ART21: Are there ever conflicts in these collaborations?

HERRING: I think sometimes people might be frustrated when they’re not used in the way they imagine themselves. When I allow people to do in front of the camera whatever they want to do, it becomes so complex, eccentric, and playful. I feel when I impose my ideas, it actually becomes much less so.

People seem to have a pretty clear idea of themselves, of how they want to be portrayed in front of a camera, which is a very interesting relationship between people and cameras. It might also be a generational thing. Younger people who grew up with TV, video cameras, and reality television have a very clear idea of how they want to be shown in front of a camera, whereas slightly older people might not. So, that’s where the frustration level might come in. If somebody is not portrayed in the light that they expect, then it might be frustrating.

On the other hand, the videos that I end up editing and showing tend to be good enough. I think everybody seems to be very happy, because they always come back—that’s the other thing. The video that they’re shooting here today is actually an example of two people who have been in quite a few of my videos now.

ART21: Describe some of the materials you use.

HERRING: At this point, nothing—nothing at all. I used to use ten, fifteen pieces of cardboard that I would recycle. It almost became a challenge to find new usages in those ten sheets of cardboard, to see how much I could get out of them. But at this point, I’m really just trying to rely on people’s personalities and also my (hopefully) sharpened instinct to deal with people. I think that’s the other thing that I’m trying to cultivate: how to deal with people successfully.
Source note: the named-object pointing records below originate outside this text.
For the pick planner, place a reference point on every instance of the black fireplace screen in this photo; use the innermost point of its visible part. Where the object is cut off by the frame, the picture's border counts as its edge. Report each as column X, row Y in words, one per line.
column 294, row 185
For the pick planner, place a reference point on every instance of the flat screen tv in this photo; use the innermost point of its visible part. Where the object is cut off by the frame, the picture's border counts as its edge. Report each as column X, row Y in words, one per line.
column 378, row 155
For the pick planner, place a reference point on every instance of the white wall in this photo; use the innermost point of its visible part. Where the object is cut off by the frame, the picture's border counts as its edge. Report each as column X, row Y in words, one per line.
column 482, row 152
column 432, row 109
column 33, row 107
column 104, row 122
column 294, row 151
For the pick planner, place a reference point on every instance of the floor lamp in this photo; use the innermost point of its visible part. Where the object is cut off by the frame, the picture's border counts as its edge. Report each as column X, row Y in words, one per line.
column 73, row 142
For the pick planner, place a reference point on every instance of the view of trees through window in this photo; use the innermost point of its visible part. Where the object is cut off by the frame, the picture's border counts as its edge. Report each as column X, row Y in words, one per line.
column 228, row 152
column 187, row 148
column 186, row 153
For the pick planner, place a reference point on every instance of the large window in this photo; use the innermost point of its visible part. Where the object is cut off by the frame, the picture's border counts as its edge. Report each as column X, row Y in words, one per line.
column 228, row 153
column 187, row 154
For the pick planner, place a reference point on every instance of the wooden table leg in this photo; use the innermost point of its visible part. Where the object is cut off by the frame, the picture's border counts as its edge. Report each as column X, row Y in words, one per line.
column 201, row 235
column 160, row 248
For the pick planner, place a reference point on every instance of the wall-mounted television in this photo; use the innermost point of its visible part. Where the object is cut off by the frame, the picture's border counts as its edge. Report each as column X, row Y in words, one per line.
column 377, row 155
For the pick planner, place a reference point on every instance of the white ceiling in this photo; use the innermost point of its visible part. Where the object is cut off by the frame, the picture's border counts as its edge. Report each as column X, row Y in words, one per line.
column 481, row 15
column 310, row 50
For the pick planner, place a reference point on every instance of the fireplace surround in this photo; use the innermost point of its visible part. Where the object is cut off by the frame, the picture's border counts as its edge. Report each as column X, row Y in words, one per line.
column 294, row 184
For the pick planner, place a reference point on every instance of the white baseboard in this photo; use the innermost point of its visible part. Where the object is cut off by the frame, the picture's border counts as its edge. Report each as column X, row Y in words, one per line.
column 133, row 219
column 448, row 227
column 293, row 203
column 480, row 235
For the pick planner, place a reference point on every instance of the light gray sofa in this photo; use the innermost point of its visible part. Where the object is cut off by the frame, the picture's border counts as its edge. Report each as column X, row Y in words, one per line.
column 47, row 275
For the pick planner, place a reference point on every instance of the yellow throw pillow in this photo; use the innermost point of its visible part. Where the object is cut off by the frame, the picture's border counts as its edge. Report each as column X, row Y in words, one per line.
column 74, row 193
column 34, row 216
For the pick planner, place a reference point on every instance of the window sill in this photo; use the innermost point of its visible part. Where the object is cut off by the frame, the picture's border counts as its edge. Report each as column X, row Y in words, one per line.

ART21: How do you see your role in creating the videos?

HERRING: I still think of myself very much as a sculptor or a painter. The idea of a director seems too hierarchical. I can’t relax into that at all. And maybe that’s also why these things become very collaborative. While I call the shots, I do it under disguise. I don’t really know what my role is, and perhaps that’s a good thing because it keeps me fluid and changing—behind the camera or in front. It leaves doors open. I don’t like roles, actually.

ART21: Talk about how you arrived at stop motion as a way to structure your videos.

HERRING: In formal terms, it was logical because my knit work was incremental and built from little moments that in a linear way added up to a larger picture. Film is very similar. Stop motion communicates that even more clearly because you have one moment that is still and then another moment. So, it’s almost like one still life that’s bunched together with another still life, and so on. In between, I can rearrange and manipulate. Since I work on a shoestring budget, I deliberately try to keep things as simple and manageable as possible. I’m not interested in technology and all that—I mean, I am, but not for my work. I try to make things with my hands and to impose that kind of feeling and tactility onto my videos. Stop motion gives me that luxury because I can build a still life of sorts and then change it. I made a little document by photographing it and by filming it, and then in the film, it sort of adds up to a larger picture.